-This post was written by CAP Communications Coordinator Tyler Hudgins

In my last blog post, I talked about the dripping irony that I witnessed as I walked up to the late-term abortion clinic, Family Planning Associates, to interview volunteers of the 40 Days for Life Movement. I was personally moved by the stories of Vanessa Tedesco and Nancy Brady. But, there was someone else who stuck out of the crowd like a sore thumb – that was Mike Stafford.

Mike wasn’t sure if he wanted to interview with me initially. But, as I began to walk away, he stopped me and asked to share his story. He said he had only shared the story once before in his life. Yet ultimately he decided it might help people understand how abortion also impacts men through lost fatherhood.

LostFatherhood

Here is Mike’s story:

I have been involved in the pro-life cause since 1981. A pastor showed a movie of a preborn baby on the ultrasound machine as it was being aborted. On the screen, I saw the preborn baby trying to move away from the instruments as they were closing in. What I saw on that screen was truly eye opening, so much, that it changed my life forever and resulted in 25 years of service to the pro-life movement in Alaska. I eventually became the President of Alaska Right to Life.

I can hear the babies crying. I can hear my own baby crying.

In 1973, when Roe v. Wade was established, I was stationed in Thailand as a Marine. Our tour guide was a local Thai girl and I ended up staying at her family’s home one evening. I sincerely didn’t anticipate for anything to happen between us – but it did.

Upon returning to the United States after duty I was welcomed by a letter addressed to me from Thailand. It was the Thai girl and she told me that she had become pregnant. In her letter, she insisted for me to come get the child.

I was deeply troubled. I didn’t know what to do. I didn’t reply.

She soon sent another letter again pleading for my help. She said if she didn’t hear back from me soon that she was going to take “medicine.” She wasn’t specific, but I knew what she meant. Despite this looming threat, I still couldn’t move myself to reply.

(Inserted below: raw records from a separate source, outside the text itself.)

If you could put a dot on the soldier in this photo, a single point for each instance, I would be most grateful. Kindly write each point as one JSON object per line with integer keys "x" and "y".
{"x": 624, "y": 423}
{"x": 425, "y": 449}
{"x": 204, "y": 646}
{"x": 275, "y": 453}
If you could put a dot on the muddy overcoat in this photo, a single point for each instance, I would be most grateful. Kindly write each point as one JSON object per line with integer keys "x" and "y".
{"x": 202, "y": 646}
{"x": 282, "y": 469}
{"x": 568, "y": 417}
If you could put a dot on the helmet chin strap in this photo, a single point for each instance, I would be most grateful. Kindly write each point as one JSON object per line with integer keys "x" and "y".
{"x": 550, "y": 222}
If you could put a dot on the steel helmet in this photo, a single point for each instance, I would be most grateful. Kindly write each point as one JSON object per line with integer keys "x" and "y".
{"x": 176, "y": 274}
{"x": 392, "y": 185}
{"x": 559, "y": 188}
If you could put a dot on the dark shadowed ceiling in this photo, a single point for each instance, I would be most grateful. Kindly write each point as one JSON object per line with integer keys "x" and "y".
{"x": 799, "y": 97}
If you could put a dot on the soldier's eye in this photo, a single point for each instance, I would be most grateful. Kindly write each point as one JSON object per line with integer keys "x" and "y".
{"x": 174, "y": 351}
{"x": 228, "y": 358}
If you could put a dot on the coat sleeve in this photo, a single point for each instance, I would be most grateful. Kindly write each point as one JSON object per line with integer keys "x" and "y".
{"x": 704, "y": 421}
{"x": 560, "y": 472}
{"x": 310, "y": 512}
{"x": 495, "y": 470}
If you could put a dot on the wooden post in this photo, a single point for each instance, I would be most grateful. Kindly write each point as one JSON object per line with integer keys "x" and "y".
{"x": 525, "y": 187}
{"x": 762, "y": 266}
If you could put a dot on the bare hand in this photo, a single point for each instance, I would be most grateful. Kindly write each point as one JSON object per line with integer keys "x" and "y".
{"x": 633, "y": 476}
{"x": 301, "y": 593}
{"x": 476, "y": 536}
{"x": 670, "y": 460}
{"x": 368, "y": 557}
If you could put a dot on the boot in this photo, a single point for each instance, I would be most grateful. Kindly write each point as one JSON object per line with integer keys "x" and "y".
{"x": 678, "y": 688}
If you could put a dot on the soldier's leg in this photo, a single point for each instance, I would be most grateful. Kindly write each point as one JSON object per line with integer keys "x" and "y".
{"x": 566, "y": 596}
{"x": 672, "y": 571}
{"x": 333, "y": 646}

As a result of my silence, I then received another letter from her saying that she had the abortion. Initially, I felt a sense of relief followed by an immediate sense of shame. I had done harm to this woman and my own child.

I am now 62 years old. It’s a deeply personal thing and ultimately why I’ve only shared this story one other time in my life. I now have 3 daughters and a son. I cannot tell you how many times I look at them and think … what would it be like? I have always believed my child would have been a baby girl.

So what would she be like? What color eyes would she have?

The turning point for me through all the anger and feeling of shame was just thinking about my own children. I didn’t want any of them to go through anything like this or make the same choice I made. Reason being, I don’t want them to feel how I feel, even to this very day, about my decision.

That’s why I decided to dedicate the rest of my life to helping others understand the viable alternatives to abortion. That’s why I volunteer with 40 Days for Life.